About 86% of the area in the state is arable, and of that 96% is cultivated. About 75% of the area is irrigated, through tubewells and an extensive system of canals. Haryana contributed significantly to the Green Revolution in India in the 1970s that made the country self-sufficient in food production. The state has also significantly contributed to the field of agricultural education in the country. Haryana's agriculture GDP contribution to the nation's agricultural GDP is 14.1% and HAU Hisar in Haryana is Asia's largest agricultural university. Maharana Pratap Horticultural University was established in 2016.  In 2017-18, out of total 1,350 canal tails, 1343 tails have been fully fed.

Dairy farming
Dairy farming is an essential part of the rural economy. Haryana has a livestock population of 10  million head. Milk and milk products form an essential part of the local diet. There is a saying Desaan main des Haryana, jit doodh dahi ka khaana, which means "Best among all the countries in the world is Haryana, where the staple food is milk and yogurt". Haryana, with 1182  grams of availability of milk per capita per day, ranks at number one in the country compared to the national average of 232 grams. There is a vast network of milk societies that support the dairy industry. The National Dairy Research Institute at Karnal, and the Central Institute for Research on Buffaloes at Hisar are instrumental in development of new breeds of cattle and propagation of these breeds through embryo transfer technology.
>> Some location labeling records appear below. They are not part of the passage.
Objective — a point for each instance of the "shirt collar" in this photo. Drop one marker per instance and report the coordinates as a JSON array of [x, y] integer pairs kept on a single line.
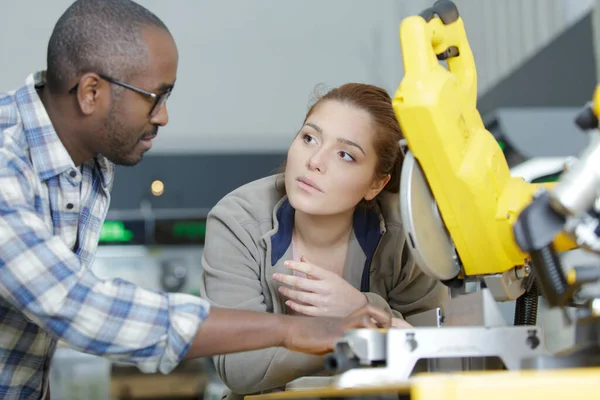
[[48, 154]]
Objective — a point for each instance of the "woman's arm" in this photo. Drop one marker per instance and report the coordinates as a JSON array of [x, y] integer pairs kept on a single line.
[[232, 279]]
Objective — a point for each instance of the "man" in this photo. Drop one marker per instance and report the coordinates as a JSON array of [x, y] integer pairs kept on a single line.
[[111, 67]]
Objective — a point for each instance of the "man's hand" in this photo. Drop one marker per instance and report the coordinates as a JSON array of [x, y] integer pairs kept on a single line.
[[322, 293], [318, 335]]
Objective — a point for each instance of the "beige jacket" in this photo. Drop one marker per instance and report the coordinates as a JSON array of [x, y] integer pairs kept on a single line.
[[248, 238]]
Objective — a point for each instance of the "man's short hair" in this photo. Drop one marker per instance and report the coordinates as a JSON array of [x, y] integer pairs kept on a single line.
[[102, 36]]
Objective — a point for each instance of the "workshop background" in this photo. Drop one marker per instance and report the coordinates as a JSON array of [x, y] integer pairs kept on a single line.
[[247, 74]]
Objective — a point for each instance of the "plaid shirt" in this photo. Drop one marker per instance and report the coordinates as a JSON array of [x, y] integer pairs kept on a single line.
[[51, 214]]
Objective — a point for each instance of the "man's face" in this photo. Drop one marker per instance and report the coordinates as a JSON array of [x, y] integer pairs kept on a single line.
[[129, 128]]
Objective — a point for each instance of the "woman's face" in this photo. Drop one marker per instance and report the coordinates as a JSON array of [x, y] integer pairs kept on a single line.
[[331, 162]]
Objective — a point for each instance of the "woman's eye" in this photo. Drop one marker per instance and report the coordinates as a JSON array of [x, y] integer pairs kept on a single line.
[[346, 156], [308, 139]]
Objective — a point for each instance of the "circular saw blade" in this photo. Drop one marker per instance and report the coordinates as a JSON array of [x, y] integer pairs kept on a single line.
[[429, 241]]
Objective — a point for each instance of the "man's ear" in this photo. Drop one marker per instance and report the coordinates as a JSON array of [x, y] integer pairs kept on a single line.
[[377, 187], [90, 92]]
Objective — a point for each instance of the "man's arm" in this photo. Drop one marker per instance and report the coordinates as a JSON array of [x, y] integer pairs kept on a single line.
[[42, 278], [229, 331]]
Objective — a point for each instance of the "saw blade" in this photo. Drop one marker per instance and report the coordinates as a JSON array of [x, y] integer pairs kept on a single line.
[[429, 241]]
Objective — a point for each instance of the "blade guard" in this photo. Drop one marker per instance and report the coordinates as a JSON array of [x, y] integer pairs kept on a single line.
[[464, 166]]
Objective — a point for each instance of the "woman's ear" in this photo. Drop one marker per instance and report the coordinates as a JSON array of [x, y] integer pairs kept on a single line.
[[377, 187]]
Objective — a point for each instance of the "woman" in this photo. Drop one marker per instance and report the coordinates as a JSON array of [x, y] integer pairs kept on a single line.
[[323, 238]]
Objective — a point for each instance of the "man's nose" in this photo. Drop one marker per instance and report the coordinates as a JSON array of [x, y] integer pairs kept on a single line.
[[161, 118]]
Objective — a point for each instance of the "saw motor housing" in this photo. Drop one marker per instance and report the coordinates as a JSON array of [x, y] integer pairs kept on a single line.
[[473, 195]]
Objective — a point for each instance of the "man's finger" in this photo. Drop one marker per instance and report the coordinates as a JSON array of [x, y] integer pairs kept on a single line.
[[361, 321], [400, 323], [383, 319], [311, 311], [300, 296], [309, 285]]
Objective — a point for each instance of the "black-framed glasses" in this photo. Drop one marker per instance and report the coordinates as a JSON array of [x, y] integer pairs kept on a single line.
[[159, 99]]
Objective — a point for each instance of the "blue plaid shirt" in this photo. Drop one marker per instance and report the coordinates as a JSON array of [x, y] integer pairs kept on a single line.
[[51, 214]]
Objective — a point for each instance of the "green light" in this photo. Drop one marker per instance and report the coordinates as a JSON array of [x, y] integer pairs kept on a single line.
[[115, 231], [189, 229]]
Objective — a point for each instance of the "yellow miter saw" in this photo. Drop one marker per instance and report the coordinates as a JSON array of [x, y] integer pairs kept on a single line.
[[462, 214]]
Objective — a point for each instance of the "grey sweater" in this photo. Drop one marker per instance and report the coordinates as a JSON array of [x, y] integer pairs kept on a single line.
[[248, 238]]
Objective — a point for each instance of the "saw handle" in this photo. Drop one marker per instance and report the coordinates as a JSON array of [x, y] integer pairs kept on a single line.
[[444, 9], [437, 34]]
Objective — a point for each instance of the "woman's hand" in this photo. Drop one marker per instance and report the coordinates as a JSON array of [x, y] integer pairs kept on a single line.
[[321, 293]]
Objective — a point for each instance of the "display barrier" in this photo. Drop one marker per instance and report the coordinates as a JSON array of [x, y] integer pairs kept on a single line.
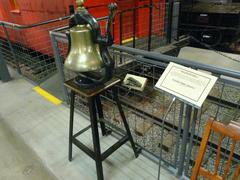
[[27, 48], [145, 110]]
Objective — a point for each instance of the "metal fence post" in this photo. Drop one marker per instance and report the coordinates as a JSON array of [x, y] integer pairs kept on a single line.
[[184, 140], [12, 50], [176, 155], [134, 27], [150, 25], [169, 25], [59, 65], [190, 147]]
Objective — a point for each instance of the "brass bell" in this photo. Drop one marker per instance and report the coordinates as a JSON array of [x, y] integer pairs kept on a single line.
[[84, 55]]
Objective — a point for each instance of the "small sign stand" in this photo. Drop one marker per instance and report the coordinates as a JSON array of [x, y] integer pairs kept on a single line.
[[192, 88]]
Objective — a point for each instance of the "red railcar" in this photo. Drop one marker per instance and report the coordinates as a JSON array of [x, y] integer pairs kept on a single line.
[[26, 12]]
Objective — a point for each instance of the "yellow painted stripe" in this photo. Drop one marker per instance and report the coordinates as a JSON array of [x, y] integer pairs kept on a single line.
[[47, 95], [128, 40]]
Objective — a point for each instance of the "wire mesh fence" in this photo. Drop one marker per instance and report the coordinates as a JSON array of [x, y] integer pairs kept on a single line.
[[145, 111], [142, 27], [29, 49]]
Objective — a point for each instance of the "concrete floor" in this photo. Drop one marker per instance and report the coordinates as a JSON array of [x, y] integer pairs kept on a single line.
[[43, 128], [17, 160]]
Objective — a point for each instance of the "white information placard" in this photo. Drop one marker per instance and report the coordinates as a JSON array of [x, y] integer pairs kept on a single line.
[[189, 85]]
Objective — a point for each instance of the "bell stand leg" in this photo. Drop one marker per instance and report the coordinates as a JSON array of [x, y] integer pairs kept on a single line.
[[105, 131], [72, 102], [116, 99], [95, 137]]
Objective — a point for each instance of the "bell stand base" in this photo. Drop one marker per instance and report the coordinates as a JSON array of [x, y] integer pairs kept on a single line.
[[84, 82]]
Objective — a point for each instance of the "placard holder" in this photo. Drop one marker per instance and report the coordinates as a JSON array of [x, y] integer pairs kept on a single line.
[[191, 87]]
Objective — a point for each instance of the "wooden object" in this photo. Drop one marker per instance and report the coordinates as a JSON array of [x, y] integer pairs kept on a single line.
[[232, 131]]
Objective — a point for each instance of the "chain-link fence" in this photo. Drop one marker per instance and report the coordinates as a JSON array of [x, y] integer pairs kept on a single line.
[[28, 48], [183, 128]]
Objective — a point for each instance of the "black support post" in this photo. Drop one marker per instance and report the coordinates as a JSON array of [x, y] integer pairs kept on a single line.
[[95, 136], [72, 101], [150, 25]]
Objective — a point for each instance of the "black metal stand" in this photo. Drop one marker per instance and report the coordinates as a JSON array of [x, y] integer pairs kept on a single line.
[[4, 73], [96, 115]]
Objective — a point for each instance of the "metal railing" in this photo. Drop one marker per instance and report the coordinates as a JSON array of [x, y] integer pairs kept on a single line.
[[28, 49], [184, 125]]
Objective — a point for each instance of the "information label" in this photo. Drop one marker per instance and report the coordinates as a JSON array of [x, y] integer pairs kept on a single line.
[[189, 85]]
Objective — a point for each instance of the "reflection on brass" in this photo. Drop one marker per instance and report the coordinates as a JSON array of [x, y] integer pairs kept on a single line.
[[84, 55]]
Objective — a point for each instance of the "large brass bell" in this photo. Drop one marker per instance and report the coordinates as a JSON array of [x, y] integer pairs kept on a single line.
[[88, 49], [84, 55]]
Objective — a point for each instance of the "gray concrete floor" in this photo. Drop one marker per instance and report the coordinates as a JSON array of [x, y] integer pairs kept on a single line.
[[43, 127], [17, 160]]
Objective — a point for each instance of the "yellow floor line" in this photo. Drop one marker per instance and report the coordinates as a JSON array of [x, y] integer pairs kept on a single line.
[[47, 95]]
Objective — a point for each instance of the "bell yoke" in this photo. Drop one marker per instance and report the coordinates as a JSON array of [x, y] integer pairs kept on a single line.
[[88, 54]]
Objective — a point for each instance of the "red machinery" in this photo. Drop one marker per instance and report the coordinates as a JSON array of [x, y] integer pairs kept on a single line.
[[26, 12]]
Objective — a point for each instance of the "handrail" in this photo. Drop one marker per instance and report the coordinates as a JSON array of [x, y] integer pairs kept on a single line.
[[18, 26], [158, 57]]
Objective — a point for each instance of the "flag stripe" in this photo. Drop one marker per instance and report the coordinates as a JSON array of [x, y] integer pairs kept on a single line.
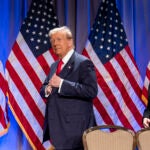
[[132, 72], [26, 126], [110, 95], [24, 63], [33, 107], [115, 73]]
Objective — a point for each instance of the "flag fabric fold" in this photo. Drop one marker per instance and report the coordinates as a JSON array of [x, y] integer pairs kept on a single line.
[[4, 121], [26, 69], [119, 81], [146, 85]]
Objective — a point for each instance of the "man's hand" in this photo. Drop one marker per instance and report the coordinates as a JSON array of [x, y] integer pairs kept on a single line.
[[146, 122], [55, 81]]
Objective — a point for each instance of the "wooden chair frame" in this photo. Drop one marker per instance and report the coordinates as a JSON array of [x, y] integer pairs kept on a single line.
[[115, 127], [138, 142]]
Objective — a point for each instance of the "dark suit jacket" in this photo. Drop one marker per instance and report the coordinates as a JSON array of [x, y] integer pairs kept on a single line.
[[147, 110], [70, 112]]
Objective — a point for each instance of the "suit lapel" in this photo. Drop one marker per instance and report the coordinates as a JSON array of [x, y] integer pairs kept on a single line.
[[68, 67]]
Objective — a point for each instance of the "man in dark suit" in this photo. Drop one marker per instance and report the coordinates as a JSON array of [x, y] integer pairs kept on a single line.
[[146, 114], [69, 94]]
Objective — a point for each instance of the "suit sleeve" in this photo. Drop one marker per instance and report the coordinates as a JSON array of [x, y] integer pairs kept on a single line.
[[86, 87], [147, 110]]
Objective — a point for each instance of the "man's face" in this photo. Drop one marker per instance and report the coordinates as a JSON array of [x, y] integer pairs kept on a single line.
[[60, 44]]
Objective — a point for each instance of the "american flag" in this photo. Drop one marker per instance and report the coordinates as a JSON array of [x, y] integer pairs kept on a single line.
[[119, 82], [146, 84], [26, 69], [4, 121]]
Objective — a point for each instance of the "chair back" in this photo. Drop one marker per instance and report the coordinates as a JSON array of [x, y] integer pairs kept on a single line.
[[143, 139], [109, 137]]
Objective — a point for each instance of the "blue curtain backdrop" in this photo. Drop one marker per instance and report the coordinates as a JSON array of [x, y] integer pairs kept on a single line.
[[79, 16]]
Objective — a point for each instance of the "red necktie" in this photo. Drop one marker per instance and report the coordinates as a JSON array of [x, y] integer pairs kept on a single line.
[[59, 67]]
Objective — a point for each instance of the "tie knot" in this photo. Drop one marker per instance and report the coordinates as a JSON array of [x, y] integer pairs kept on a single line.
[[59, 67]]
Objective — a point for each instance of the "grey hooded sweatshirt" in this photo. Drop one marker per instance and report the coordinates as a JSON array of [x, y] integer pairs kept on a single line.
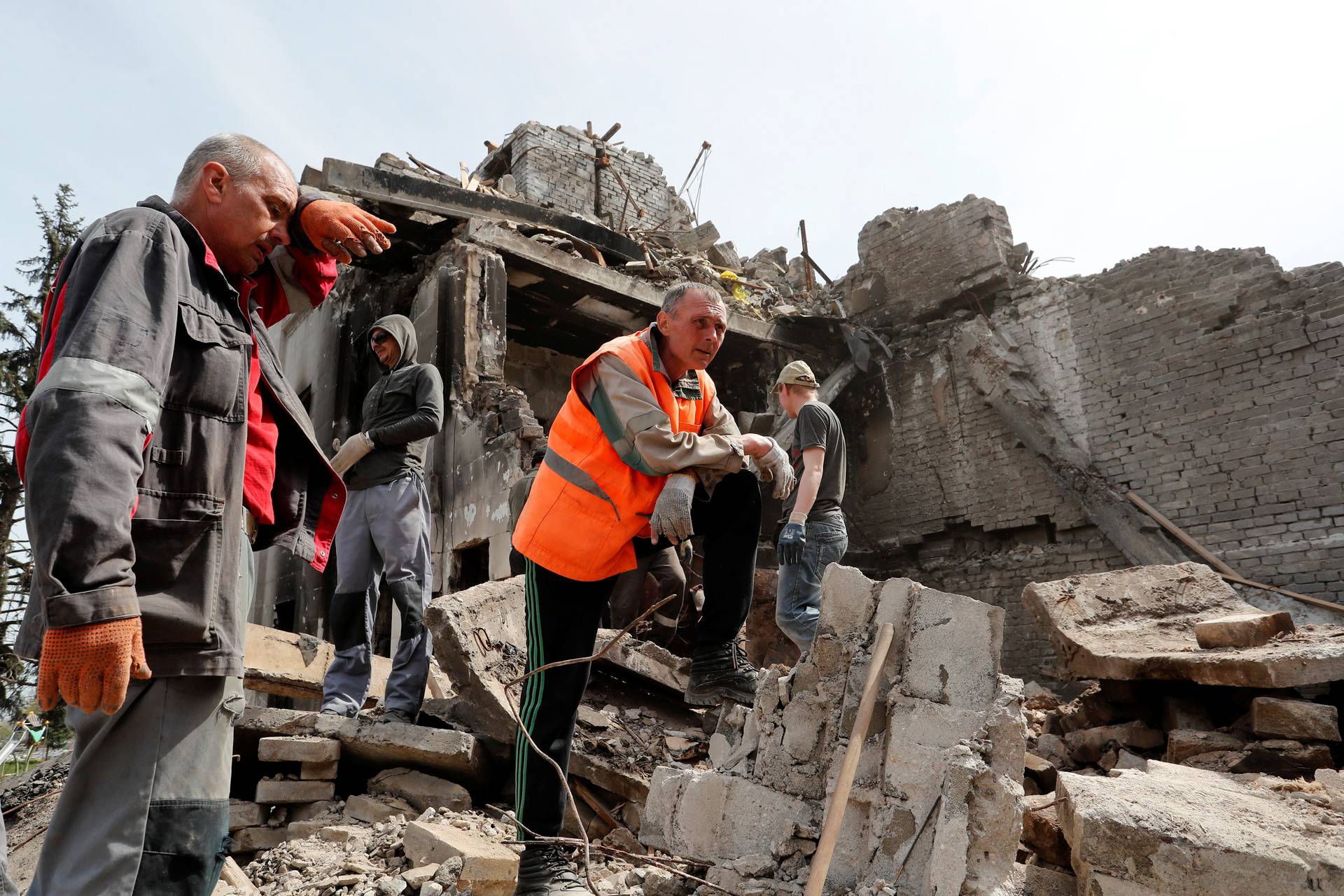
[[402, 412]]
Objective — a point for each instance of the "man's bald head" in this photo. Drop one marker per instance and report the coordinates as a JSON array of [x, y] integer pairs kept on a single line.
[[239, 195], [241, 156]]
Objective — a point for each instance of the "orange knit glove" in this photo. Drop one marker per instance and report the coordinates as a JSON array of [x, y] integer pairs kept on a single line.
[[344, 229], [90, 665]]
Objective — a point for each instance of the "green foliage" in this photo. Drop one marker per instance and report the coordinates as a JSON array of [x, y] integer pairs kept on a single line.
[[20, 330]]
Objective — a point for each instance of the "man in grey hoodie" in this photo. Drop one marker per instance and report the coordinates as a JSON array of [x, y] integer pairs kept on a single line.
[[384, 530]]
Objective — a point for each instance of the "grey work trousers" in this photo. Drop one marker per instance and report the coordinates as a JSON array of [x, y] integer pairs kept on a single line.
[[144, 811], [384, 533]]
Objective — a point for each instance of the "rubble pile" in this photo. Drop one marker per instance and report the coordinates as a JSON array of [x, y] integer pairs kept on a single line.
[[934, 805], [1190, 757]]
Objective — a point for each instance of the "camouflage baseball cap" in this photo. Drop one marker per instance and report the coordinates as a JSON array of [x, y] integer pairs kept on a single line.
[[796, 374]]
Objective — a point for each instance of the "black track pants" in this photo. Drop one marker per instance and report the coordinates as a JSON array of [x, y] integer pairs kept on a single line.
[[562, 622]]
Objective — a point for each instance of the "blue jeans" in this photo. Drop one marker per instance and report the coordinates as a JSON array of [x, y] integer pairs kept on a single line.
[[799, 602]]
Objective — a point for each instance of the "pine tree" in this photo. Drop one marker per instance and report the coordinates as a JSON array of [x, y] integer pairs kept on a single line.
[[20, 327]]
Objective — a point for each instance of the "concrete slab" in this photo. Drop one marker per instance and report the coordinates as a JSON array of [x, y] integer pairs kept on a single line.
[[1140, 624], [1186, 832]]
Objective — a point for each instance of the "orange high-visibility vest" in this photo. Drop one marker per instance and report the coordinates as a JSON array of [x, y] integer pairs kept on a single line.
[[587, 503]]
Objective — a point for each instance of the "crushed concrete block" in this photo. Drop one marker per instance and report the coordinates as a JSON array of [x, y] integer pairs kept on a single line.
[[1152, 830], [298, 750], [422, 792], [714, 817], [488, 868], [1182, 713], [417, 878], [293, 792], [1154, 634], [1183, 743], [375, 809], [249, 840], [1041, 830], [1034, 880], [1088, 745], [645, 660], [479, 643], [1294, 719], [1242, 629], [244, 813], [952, 664], [1334, 785]]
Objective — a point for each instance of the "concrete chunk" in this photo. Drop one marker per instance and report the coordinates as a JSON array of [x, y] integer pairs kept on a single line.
[[952, 664], [1242, 629], [375, 809], [488, 868], [1149, 830], [293, 792], [319, 770], [713, 817], [1140, 624], [422, 792], [1184, 743], [244, 813], [298, 750], [249, 840], [1294, 719]]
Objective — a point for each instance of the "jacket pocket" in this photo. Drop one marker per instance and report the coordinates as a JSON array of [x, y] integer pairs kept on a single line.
[[209, 367], [178, 540]]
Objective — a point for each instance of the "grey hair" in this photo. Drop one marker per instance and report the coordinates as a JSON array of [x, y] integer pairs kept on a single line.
[[238, 153], [680, 290]]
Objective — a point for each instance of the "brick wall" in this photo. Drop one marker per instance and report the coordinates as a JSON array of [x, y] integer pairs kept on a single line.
[[1205, 381]]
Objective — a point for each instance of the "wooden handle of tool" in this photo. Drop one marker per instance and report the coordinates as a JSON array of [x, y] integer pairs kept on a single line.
[[840, 797]]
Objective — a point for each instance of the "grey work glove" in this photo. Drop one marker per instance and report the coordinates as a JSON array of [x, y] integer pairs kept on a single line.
[[351, 451], [672, 512], [776, 463]]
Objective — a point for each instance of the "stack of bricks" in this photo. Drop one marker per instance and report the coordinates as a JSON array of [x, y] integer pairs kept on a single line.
[[288, 805], [554, 167]]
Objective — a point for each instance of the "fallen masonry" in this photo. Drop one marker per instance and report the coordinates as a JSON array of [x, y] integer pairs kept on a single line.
[[934, 806]]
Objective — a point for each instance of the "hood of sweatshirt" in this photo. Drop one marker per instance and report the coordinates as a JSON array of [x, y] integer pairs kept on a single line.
[[403, 332]]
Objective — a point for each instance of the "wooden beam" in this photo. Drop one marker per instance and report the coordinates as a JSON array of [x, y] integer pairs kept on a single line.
[[640, 298], [448, 200], [1224, 570]]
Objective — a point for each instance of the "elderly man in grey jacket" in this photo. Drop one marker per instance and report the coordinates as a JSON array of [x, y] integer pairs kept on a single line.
[[384, 532]]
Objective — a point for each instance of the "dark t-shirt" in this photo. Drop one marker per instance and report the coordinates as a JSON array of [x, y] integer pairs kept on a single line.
[[818, 426]]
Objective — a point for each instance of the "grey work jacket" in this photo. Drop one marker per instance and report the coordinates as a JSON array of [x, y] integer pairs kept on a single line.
[[134, 442]]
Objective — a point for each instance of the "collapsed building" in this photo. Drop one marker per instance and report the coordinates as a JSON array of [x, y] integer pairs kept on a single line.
[[1034, 463]]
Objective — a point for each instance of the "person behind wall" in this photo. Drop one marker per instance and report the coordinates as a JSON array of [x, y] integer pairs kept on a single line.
[[384, 532], [640, 456], [813, 533], [160, 448]]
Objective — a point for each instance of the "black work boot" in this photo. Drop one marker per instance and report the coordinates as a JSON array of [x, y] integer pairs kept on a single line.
[[543, 871], [722, 672]]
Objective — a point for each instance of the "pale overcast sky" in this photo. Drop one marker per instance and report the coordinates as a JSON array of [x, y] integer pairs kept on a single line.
[[1105, 130]]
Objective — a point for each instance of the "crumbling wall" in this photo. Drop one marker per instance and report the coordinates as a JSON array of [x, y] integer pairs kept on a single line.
[[1203, 381], [555, 167]]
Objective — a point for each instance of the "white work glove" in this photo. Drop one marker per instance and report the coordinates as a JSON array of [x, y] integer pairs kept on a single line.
[[672, 512], [776, 463], [351, 451]]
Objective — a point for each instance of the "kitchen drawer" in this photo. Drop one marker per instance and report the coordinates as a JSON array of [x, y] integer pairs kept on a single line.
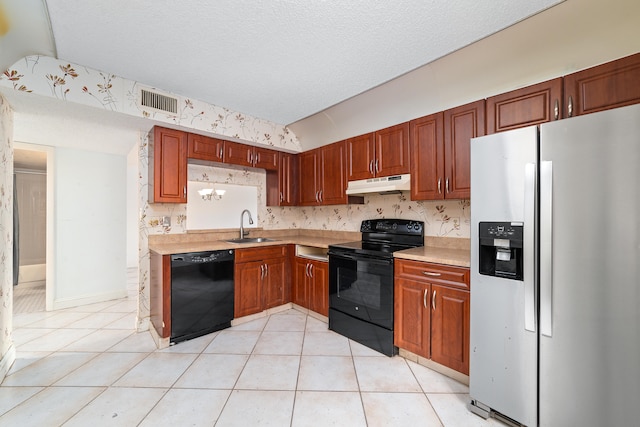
[[261, 253], [445, 275]]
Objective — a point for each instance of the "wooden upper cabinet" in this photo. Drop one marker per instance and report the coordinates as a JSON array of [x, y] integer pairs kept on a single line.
[[360, 157], [611, 85], [460, 125], [333, 181], [323, 176], [247, 155], [282, 185], [309, 165], [427, 157], [392, 150], [205, 148], [382, 153], [168, 168], [238, 154], [532, 105]]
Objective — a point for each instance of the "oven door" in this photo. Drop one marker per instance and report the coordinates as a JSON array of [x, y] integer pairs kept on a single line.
[[362, 286]]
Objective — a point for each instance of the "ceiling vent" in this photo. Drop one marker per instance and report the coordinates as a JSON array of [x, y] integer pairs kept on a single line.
[[158, 102]]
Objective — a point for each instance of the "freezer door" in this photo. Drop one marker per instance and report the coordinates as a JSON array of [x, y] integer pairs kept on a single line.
[[590, 281], [503, 359]]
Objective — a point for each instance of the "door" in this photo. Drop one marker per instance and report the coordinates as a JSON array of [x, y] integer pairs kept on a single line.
[[460, 125], [610, 85], [427, 159], [501, 308], [319, 287], [333, 170], [412, 326], [309, 185], [274, 282], [361, 157], [392, 150], [169, 169], [589, 275], [450, 328], [299, 286], [248, 283]]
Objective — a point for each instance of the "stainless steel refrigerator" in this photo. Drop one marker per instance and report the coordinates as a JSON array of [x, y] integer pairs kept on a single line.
[[555, 280]]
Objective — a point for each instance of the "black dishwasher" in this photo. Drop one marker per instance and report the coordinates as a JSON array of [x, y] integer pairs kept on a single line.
[[201, 293]]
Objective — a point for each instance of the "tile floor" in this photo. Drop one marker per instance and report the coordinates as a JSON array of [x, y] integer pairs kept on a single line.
[[86, 366]]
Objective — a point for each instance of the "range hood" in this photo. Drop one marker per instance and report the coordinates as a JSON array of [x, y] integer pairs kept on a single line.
[[384, 185]]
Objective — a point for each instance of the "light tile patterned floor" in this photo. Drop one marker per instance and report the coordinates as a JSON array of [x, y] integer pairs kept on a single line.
[[86, 366]]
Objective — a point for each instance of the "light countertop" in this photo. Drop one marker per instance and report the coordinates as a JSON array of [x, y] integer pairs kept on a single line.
[[441, 250]]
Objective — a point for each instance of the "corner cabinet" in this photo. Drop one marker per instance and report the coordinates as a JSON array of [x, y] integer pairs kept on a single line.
[[441, 152], [167, 166], [247, 155], [311, 285], [261, 277], [532, 105], [460, 125], [205, 148], [427, 159], [611, 85], [282, 185], [431, 312], [382, 153], [323, 176]]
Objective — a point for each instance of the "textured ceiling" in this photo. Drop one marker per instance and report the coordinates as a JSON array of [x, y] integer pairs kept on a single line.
[[281, 60]]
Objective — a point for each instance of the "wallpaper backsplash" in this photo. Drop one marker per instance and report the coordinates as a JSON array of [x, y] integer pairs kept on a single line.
[[53, 78]]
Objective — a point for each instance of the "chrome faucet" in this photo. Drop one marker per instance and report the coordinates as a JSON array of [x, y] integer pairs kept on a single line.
[[242, 232]]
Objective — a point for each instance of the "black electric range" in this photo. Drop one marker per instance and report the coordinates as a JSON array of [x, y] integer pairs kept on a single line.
[[361, 281]]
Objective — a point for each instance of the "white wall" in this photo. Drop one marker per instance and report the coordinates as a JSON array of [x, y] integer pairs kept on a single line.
[[90, 227], [7, 350], [90, 203]]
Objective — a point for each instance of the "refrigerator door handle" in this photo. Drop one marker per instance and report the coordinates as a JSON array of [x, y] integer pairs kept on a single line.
[[529, 244], [546, 246]]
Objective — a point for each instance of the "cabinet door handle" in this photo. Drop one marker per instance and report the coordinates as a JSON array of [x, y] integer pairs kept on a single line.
[[431, 273]]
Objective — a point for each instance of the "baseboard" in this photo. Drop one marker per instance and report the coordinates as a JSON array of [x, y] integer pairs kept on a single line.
[[428, 363], [75, 302], [7, 361]]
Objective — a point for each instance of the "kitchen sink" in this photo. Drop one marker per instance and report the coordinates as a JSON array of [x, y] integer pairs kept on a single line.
[[250, 240]]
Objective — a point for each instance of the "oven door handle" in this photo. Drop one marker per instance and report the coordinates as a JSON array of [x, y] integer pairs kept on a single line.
[[359, 257]]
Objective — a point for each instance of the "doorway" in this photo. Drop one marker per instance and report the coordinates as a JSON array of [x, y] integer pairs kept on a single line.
[[32, 193]]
Roads, aviation and infrastructure

Haryana has a total road length of 23,684 kilometers. The most remote parts of the state are linked with metaled roads. Its modern bus fleet of 3,864 buses covers a distance of 1.15 million Kilometers per day. It was the first State in the country to introduce luxury video coaches.

Haryana State has always given high priority to the expansion of electricity infrastructure, as it is one of the most important inputs for the development of the State.